# What should I plant?



## oaks (Oct 13, 2005)

I have access to land and water. What should my partner and I plant?
Was thinking about Japanese Maples. We live in southern Ohio. What do you 
guys think.


----------



## jimmyq (Oct 13, 2005)

..


----------



## Elmore (Oct 13, 2005)

Japanese Maples good. Other Asian Maples also good. Ginkgo cultivars...muy bueno. Dwarf conifers too.


----------



## begleytree (Oct 13, 2005)

What purpose would you like the new trees to serve? shade, windbreak, asthetics?
what size limitations do you have?
Trees + water = weeping willow, birch, baldcypress among others.
Where in S. Ohio? I'm around Portsmouth.
-Ralph

_ Moved to Homeowner helper Forum _


----------



## oaks (Oct 14, 2005)

Jackson Co. Ohio. What trees create the most profit or are easy to unload to nursery because of their high demand?


----------



## Elmore (Oct 14, 2005)

Also for consideration...American Holly - Ilex opaca


----------



## Elmore (Oct 14, 2005)

oaks said:


> Jackson Co. Ohio. What trees create the most profit or are easy to unload to nursery because of their high demand?

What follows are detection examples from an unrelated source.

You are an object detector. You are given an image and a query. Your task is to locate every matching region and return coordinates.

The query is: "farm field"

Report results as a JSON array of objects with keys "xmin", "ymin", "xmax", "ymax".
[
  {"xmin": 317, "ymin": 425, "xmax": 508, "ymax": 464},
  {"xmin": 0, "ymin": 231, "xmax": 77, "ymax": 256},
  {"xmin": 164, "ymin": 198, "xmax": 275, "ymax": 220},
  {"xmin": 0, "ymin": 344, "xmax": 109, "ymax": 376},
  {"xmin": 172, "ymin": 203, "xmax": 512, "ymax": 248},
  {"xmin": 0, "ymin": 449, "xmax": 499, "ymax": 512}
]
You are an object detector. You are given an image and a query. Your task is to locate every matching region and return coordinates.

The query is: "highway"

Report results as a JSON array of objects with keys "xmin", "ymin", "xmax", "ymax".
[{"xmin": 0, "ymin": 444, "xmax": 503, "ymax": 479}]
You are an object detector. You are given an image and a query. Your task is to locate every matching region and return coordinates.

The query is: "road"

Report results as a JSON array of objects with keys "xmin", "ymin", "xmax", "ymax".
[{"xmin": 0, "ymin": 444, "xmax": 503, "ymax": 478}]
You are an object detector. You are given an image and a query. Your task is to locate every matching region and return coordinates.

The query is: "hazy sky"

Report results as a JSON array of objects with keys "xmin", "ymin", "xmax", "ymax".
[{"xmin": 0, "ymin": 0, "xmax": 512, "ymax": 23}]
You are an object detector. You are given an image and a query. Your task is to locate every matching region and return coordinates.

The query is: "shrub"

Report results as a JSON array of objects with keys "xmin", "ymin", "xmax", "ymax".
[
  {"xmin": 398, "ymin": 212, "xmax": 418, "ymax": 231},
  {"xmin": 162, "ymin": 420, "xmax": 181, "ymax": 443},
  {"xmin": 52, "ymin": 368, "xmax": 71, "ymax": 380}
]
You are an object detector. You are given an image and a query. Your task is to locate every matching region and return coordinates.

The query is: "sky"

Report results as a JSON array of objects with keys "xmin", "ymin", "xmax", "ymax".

For a farely quick return I would have to say well grown Acer rubrum cultivars such as 'Autumn Flame', October Glory & Red Sunset.


----------



## jimmyq (Oct 14, 2005)

.


----------



## Elmore (Oct 16, 2005)

This sounds like a nursery topic...why was it moved here?


----------



## begleytree (Oct 16, 2005)

Because it was at first one of the 'what should I plant' questions we see so often. Only later did it turn out to be a 'what can I plant for fun and profit' question.
I'll move it back for you.
-Ralph


----------



## Elmore (Oct 16, 2005)

begleytree said:


> Because it was at first one of the 'what should I plant' questions we see so often. Only later did it turn out to be a 'what can I plant for fun and profit' question.
> I'll move it back for you.
> -Ralph


Okay Ralph, I see. Looking at the opening post it does kinda sound like a gay homeowner looking for landscape tips..."What should my partner and I plant?"...heh heh. Only later does it become apparent that the "partner" is a business partner. My how we often jump to premature conclusions.


----------



## begleytree (Oct 16, 2005)

LOL.
No, I honestly thought partner meant they wern't married. A little more clarification in the opening post may have gotten the info the poster was after, sooner.
-Ralph


----------



## oaks (Oct 17, 2005)

sorry for the mix up. My business partner and I are looking for ideas on what to plant, and thought this would be a great place to get information. My wife and I ( and 2 kids) are not open for suggestions. Not that their is anything wrong with a " partner" 
you just got the wrong idea. Any other suggestions on what we may plant to earn 
a little income.


----------



## Elmore (Oct 17, 2005)

Have you got equipment (for nusery work  )? Any previous experience? Have you ever dug b&b..WB?


----------



## oaks (Oct 17, 2005)

I've landscaped for my father and now do it on the side along with lawn care. I've never planted this many trees or for this purpose (nursery / profit).


----------



## Elmore (Oct 18, 2005)

Slow growing ornamentals like Japanese Maples and grafted Ginkgo cultivars well grown and 8' to 10' should bring a good premium. Check out those American Holly they come at a premium also. There are some growers in KY that want an arm and a leg for their Hollies. These are true opaca cultivars, not 'Green Leaf' which is a hybrid.


----------